回収年数は4つの数字で決まる
回収年数を動かすのは、設置費用・年間発電量・自家消費の割合・売電と買電の単価の4つです。この4つが分かれば、あとは割り算で年数が出ます。
「何年で元が取れるのか」という問いに、一つの数字で答えるのは無理があります。同じ5kWの設備でも、屋根の条件と家の電気の使い方で答えは数年ずれるからです。代わりに、年数を動かしている4つの数字に分けて見ていきます。
想定値25.5万円/kW。見積り次第で上下
設備利用率13.7%=年1,200kWh前後
想定は3割(余剰売電比率70.0%)
売る24円→8.3円/使う約30〜40円
①から③は調達価格等算定委員会が「令和8年度以降の調達価格等に関する意見」で示した想定値です。④の売電側は資源エネルギー庁が公表する調達価格、買電側は電力会社が公表する従量料金で、どれも公式資料で確認できます。
それぞれの数字が意味するもの
4つのうち、住んでいる人が後から動かせるのは主に③の自家消費の割合です。①②④は契約と屋根で決まってしまいます。
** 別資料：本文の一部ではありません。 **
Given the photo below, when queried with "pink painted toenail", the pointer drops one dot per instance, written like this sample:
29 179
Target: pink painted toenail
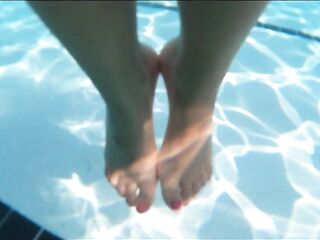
142 207
175 205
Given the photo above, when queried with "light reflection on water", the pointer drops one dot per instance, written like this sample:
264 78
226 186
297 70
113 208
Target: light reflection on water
266 137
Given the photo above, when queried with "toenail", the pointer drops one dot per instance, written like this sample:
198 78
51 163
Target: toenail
175 205
142 207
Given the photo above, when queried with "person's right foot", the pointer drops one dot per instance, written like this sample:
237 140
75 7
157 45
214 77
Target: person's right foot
131 150
184 161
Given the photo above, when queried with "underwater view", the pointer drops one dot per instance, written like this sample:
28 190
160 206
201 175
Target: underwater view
266 140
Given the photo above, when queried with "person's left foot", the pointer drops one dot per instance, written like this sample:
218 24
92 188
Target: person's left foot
130 146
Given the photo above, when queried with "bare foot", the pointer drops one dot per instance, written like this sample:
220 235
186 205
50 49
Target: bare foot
130 149
184 161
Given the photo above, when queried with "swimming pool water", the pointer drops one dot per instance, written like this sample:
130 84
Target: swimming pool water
266 137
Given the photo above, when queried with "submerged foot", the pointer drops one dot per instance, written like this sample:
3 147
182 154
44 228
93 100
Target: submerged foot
184 161
130 149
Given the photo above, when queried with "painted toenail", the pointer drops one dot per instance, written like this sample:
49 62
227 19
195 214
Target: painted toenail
175 205
142 207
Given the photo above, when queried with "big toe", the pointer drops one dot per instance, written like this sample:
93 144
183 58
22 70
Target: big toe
146 196
172 195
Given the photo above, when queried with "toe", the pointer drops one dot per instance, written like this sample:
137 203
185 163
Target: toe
172 196
131 194
196 186
186 190
113 178
146 195
121 189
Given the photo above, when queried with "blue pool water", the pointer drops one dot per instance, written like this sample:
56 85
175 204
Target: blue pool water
266 137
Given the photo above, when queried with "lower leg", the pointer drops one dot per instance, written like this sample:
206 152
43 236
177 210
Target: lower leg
193 66
211 34
102 38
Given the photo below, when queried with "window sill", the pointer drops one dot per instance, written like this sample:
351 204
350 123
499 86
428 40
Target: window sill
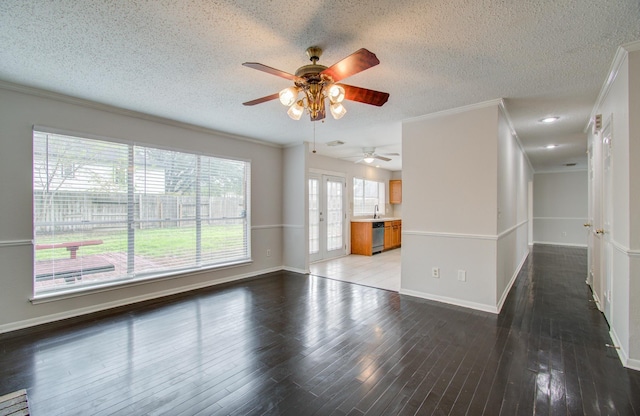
57 295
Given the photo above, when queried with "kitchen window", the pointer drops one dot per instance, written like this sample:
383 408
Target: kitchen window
368 194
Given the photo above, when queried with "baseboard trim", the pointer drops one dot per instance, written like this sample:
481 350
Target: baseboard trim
622 352
554 243
28 323
450 301
597 301
505 294
294 270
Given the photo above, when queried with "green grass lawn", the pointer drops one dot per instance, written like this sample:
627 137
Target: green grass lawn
156 242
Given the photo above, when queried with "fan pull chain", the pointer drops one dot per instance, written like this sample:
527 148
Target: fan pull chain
314 137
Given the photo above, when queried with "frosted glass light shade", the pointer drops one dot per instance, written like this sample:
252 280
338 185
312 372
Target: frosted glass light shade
337 110
288 96
336 94
296 110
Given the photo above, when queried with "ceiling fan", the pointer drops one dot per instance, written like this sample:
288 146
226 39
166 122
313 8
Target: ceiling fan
369 155
315 83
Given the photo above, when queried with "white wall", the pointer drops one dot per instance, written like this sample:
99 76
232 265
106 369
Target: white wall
514 174
21 108
560 204
457 213
619 103
295 208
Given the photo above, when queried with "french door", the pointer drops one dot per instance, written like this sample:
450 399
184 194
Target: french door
327 217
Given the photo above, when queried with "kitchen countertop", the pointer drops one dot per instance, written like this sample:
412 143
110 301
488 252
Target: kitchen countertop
376 220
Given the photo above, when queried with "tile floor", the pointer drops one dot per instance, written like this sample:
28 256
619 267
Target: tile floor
380 270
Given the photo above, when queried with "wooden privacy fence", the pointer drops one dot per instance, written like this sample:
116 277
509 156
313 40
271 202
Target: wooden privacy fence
73 211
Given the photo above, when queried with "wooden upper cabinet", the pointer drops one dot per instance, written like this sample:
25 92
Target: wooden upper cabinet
395 191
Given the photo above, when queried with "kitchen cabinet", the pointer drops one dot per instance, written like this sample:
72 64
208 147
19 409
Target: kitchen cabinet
396 233
395 191
392 234
361 238
388 235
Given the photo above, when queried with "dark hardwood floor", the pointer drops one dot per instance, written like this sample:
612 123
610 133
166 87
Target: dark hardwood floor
290 344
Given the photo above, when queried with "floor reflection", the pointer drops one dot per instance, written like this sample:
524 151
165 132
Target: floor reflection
380 270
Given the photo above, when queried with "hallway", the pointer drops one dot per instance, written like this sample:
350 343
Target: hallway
291 344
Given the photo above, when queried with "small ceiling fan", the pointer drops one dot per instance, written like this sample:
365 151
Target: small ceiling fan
369 155
315 83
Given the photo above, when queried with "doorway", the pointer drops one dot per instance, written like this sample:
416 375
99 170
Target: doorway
604 232
327 217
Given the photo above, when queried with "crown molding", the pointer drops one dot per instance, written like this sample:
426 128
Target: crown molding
457 110
620 56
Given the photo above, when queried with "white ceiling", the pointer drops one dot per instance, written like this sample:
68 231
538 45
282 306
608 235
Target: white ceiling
182 60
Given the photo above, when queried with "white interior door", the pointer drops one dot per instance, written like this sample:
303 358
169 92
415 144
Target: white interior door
590 215
327 217
605 231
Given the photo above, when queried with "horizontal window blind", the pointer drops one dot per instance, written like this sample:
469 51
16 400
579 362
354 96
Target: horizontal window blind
106 211
367 195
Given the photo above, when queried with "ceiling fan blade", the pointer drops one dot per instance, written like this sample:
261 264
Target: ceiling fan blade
364 95
262 100
356 62
386 159
272 71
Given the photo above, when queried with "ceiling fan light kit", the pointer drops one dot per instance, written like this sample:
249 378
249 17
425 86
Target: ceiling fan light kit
317 83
①の設置費用は令和8年度の想定値で1kWあたり25.5万円、5kWなら127.5万円です。これは制度の価格を決めるための平均的な前提で、実際の見積りはこれより安いことも高いこともあります。
②の年間発電量は設備利用率13.7%という想定から出ます。1年は8,760時間なので、1kWあたり年1,200kWh前後です。南向きで影のない屋根ならこれを上回り、北寄りの面や影のかかる屋根では下回ります。
③の自家消費は、発電した電気のうち家で使い切る分です。委員会の想定は余剰売電比率70.0%、つまり家で使うのは3割という前提になっています。昼間に人がいる家、エコキュートの昼間沸き上げ、EVの昼充電などで、この割合は上がります。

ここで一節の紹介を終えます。